Едва теплящаяся вода, тусклые энергосберегающие лампы. Музыка из кафе внизу долбила в пол, шумные соседи орали будто у меня в номере. Зеркало в богатой рамке было треснутым, но такой непривередливый гость как я, везде найдёт плюсы. Вай-фай работал исправно, матрац жёсткий, как в казарме – мой любимый. А самое главное, вокруг жизнь. Вентиляция доносит из кухни кафе запахи китайское еды, за окном снуют машины с басистой музыкой и спортивными выхлопами, вокруг бухают, трахаются, выясняют отношения, поют песни, громко смеются.

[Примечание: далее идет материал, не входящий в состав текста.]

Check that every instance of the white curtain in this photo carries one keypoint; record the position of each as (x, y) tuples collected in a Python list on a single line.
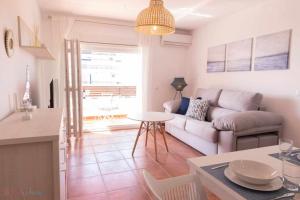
[(55, 30), (146, 48)]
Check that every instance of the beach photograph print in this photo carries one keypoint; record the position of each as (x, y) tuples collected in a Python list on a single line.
[(216, 59), (239, 56), (272, 51)]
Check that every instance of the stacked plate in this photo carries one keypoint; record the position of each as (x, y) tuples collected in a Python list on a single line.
[(253, 175)]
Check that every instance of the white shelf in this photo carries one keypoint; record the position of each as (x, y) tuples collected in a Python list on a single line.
[(26, 34), (38, 52)]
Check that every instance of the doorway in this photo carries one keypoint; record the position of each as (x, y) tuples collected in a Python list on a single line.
[(110, 78)]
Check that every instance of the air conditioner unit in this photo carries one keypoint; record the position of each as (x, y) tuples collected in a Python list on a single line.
[(180, 40)]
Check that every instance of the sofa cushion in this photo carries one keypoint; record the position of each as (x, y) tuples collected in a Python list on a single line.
[(216, 112), (212, 95), (179, 121), (239, 100), (197, 109), (242, 121), (202, 129)]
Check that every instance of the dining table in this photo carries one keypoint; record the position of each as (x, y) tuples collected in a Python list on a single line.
[(199, 166)]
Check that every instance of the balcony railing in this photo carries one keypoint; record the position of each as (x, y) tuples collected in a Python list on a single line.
[(108, 102)]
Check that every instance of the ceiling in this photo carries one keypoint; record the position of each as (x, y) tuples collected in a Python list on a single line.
[(189, 14)]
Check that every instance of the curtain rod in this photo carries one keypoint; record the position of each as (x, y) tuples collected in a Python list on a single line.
[(105, 23), (106, 43)]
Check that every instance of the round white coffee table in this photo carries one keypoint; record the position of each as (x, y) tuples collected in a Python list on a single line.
[(150, 122)]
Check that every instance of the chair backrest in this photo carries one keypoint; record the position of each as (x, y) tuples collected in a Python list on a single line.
[(186, 187)]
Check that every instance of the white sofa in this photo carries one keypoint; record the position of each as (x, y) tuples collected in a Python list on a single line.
[(233, 123)]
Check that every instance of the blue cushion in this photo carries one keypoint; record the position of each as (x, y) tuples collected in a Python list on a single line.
[(184, 105)]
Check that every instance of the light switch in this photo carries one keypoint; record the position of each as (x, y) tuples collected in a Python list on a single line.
[(298, 93)]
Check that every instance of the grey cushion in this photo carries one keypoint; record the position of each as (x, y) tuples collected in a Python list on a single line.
[(178, 121), (212, 95), (202, 129), (239, 100), (197, 109), (247, 120), (216, 112)]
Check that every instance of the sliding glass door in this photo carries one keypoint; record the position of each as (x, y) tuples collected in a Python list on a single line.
[(111, 85)]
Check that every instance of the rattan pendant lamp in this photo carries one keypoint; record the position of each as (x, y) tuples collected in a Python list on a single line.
[(155, 20)]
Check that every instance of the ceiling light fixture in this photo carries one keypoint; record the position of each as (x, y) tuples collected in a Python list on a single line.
[(155, 20)]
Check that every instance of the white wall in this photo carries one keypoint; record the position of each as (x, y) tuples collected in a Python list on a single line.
[(278, 87), (12, 70)]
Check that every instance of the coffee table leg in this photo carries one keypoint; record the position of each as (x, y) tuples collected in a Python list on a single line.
[(155, 145), (147, 130), (137, 137), (163, 133)]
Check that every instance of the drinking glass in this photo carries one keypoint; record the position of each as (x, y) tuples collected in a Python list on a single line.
[(285, 147), (291, 176)]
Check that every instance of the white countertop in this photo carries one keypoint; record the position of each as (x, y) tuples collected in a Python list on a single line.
[(44, 125), (217, 187), (151, 116)]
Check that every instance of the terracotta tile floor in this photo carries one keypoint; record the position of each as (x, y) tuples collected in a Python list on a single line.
[(100, 165)]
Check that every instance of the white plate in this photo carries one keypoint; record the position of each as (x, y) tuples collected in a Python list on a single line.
[(276, 184), (253, 172)]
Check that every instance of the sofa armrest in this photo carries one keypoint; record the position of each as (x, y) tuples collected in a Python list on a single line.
[(242, 121), (171, 106)]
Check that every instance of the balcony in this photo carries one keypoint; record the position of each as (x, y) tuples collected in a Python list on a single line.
[(105, 107)]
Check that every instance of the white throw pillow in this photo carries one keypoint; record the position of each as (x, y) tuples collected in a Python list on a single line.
[(197, 109)]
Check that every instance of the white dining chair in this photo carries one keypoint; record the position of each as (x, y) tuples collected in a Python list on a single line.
[(187, 187)]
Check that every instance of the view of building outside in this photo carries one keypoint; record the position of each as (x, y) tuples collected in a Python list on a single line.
[(109, 81)]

Проверив шкафы, туалет и под кроватью, я включил телевизор без звука и принялся искать хоть каплю сведений о месте, где я был. Никаких упоминаний не было не по названию, не по примерным координатам, которые я высчитал. Андрея, чью фамилию я знал не было ни в одной социальной сети, либо он сидел под другим именем и фотографией. На какой платформе объявлений он сдаёт свой обветшалый дом я тоже не смог выяснить. Я перебирал в голове зацепки. Корректор функционального состояния Кольцова. Я вбил название в поисковик. На официальном сайте они стоили от шести тысяч за штуку, а вся информация, подтверждала мою критичную теорию. Очередной развод для лохов, что покупали циркониевые браслеты в двухтысячных, заряжали воду перед Кашпировским в телевизоре восьмидесятые и вступали в МММ в девяностые. Бабки-шептуньи, гадалки, БАДы, тренинги личностного роста, микрозаймы. Всё это одна опера. Но почему Антон сидит в первом ряду и активно хлопает? Закоренелый скептик, нигилист, атеист, который сам разводил доверчивых людей на покупку мебели с мусорки, сломанной техники и смеялся над любым проявлением невинной доверчивости.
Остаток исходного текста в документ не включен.